While reflecting on my primary education, I struggle to remember a lesson on any African American activists other than Dr. Martin Luther King, Jr. As a champion of the Civil Rights Movement and advocate of peace, he certainly deserves the attention of our students and the extensive curriculum that surrounds his name. However, Dr. King was not the only influential black historical figure that should be celebrated in February—a month dedicated to celebrating our nation’s black history and leaders. There are a growing number of phenomenal biographical children’s books that are hitting the shelves just waiting for eager students, teachers and corps members to pick them up. If you’re looking for some additional books to accompany your favorite one on Dr. King, check out these highly recommended options.
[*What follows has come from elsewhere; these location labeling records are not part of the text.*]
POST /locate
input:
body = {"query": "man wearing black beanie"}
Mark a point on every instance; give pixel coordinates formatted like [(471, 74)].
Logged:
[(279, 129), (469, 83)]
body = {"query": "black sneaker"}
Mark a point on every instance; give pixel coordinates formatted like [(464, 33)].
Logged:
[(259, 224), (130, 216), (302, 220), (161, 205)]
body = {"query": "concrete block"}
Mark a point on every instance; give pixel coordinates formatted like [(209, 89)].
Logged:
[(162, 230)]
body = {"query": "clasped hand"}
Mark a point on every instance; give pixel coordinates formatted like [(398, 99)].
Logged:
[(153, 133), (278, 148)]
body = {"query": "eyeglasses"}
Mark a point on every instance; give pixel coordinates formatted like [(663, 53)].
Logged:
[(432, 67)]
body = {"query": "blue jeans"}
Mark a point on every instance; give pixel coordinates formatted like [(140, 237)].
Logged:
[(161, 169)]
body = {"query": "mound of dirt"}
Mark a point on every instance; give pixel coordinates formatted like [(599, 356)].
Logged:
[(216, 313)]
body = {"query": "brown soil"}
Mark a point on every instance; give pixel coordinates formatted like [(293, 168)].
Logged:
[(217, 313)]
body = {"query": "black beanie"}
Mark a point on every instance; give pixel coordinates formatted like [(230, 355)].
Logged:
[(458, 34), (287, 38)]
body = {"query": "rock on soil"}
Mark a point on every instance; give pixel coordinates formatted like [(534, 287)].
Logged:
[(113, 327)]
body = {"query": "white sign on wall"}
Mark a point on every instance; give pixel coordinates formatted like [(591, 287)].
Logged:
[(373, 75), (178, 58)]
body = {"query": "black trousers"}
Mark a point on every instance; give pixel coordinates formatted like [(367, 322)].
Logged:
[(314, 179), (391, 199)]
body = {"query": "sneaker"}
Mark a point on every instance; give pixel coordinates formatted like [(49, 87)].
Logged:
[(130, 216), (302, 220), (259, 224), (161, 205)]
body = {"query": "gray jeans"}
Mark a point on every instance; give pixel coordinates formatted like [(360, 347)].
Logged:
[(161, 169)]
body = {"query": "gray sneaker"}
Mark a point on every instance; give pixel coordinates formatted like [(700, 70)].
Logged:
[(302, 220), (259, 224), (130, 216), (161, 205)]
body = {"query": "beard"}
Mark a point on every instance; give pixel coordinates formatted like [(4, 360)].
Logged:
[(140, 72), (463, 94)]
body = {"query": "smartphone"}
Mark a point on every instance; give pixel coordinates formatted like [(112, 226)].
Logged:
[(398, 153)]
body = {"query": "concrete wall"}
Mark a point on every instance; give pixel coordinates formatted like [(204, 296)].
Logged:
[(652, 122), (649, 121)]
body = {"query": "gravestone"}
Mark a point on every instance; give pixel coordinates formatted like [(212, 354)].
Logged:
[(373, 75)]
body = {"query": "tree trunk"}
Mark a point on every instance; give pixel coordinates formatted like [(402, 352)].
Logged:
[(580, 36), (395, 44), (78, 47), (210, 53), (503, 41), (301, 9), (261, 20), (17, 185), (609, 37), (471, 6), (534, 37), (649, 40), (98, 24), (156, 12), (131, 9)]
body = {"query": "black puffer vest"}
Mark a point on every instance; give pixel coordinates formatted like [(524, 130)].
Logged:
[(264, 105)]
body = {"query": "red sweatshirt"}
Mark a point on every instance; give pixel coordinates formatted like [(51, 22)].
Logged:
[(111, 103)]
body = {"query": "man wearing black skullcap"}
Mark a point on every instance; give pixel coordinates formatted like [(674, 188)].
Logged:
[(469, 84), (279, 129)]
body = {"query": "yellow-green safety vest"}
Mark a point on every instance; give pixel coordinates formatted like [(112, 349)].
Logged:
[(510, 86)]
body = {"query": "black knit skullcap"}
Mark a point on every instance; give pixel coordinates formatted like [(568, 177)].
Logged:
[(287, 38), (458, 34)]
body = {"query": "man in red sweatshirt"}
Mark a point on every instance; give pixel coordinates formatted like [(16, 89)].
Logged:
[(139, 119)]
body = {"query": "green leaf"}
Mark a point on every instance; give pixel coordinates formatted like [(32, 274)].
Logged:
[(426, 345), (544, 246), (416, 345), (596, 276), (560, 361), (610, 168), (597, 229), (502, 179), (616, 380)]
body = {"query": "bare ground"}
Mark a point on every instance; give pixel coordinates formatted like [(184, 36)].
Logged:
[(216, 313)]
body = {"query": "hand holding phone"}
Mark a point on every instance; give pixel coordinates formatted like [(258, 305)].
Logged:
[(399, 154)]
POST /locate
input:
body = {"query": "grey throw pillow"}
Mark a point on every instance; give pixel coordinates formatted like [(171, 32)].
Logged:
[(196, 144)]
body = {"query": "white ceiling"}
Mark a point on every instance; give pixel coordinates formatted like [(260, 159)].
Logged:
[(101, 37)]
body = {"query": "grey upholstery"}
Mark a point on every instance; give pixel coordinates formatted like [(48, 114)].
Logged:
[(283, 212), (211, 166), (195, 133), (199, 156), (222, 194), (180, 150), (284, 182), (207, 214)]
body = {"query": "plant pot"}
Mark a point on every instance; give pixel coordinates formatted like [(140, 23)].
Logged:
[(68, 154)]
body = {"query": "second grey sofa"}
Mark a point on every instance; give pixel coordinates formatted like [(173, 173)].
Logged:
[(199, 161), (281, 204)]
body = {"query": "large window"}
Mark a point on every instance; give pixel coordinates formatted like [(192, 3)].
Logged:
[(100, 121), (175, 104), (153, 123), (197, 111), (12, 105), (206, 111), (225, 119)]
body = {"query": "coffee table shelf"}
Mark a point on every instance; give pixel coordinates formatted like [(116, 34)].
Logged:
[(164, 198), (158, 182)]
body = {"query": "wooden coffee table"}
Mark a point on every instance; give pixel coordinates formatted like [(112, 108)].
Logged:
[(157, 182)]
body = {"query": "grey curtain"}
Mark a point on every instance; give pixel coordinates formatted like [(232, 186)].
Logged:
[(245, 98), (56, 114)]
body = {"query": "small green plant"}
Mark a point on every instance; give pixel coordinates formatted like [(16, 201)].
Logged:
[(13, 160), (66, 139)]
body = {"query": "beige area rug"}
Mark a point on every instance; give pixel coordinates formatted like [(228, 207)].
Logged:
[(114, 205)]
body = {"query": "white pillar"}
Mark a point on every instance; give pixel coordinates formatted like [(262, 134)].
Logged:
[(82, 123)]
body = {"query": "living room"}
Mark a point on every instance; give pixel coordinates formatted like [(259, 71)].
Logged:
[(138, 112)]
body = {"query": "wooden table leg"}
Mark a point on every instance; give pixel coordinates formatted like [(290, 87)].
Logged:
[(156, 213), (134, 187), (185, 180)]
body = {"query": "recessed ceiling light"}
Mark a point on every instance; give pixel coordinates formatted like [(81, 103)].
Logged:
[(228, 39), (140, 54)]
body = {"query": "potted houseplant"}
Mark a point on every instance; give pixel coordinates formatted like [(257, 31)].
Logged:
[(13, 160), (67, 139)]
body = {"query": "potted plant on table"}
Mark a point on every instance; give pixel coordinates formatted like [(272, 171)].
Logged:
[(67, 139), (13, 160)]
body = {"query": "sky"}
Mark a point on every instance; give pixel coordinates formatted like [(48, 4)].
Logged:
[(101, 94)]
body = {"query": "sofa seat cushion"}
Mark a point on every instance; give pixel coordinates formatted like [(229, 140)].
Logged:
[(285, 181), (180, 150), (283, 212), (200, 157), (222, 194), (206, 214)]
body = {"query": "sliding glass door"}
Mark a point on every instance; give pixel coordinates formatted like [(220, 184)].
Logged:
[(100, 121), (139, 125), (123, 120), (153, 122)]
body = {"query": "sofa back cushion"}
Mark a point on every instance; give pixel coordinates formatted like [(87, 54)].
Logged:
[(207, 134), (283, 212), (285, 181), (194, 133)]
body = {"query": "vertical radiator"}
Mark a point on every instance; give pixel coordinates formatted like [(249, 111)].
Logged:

When Marion Sang by Pam Muñoz Ryan
Illustrated by Brian Selznick
This simple and brilliantly illustrated book tells the story of Marian Anderson, an African-American singer whose voice was as strong as her personhood. This picture book gives readers insight into the obstacles a black woman faced during the pre-Civil Rights America. Ryan highlights Anderson’s career by recounting the concert on the steps of the Lincoln Memorial where 75,000 people of all races witnessed the power of her song.
Barack by Jonah Winter
Illustrated by A.G. Ford
The students at my school cannot get enough of President Obama. Although there are quite a few biographical picture books to choose from, Jonah Winter’s Barack is my favorite. He addresses ethnic identity from the start, asking readers, “Barack’s mother was Caucasian. His father was African. So what does that make Barack?” Readers are captivated by interactive text and visually stunning artwork of our 44th President in this must-read story.
Rosa by Nikki Giovanni
Illustrated by Bryan Collier
This story gives students an amazing perspective of Rosa Parks’ inner monologue, adding a new dimension to one of the most monumental catalysts of the Civil Rights. Poet Nikki Giovanni creates an amazing portrait of Rosa as a woman who, on that famous day was not just physically tired, but tired of the oppression she faced every day.
Henry’s Freedom Box by Ellen Levine
Illustrated by Kadir Nelson
Based on a true story, Levine tells the story of Henry “Box” Brown who escaped slavery in Virginia by mailing himself to abolitionists in Philadelphia. While Brown’s methods were unconventional, this account shows students just how far slaves were willing to go for their freedom.
Only Passing Through: The Story of Sojourner Truth by Anne F. Rockwell
Illustrated by Christie, R. Gregory
Rockwell’s inspirational picture book biography of Sojourner Truth shows students how powerful words can be. Truth traveled the country speaking out against slavery and the morality of the life she formerly knew. She teaches us that if you are fortunate enough to overcome your own hardship, you have a responsibility to others to help them do the same.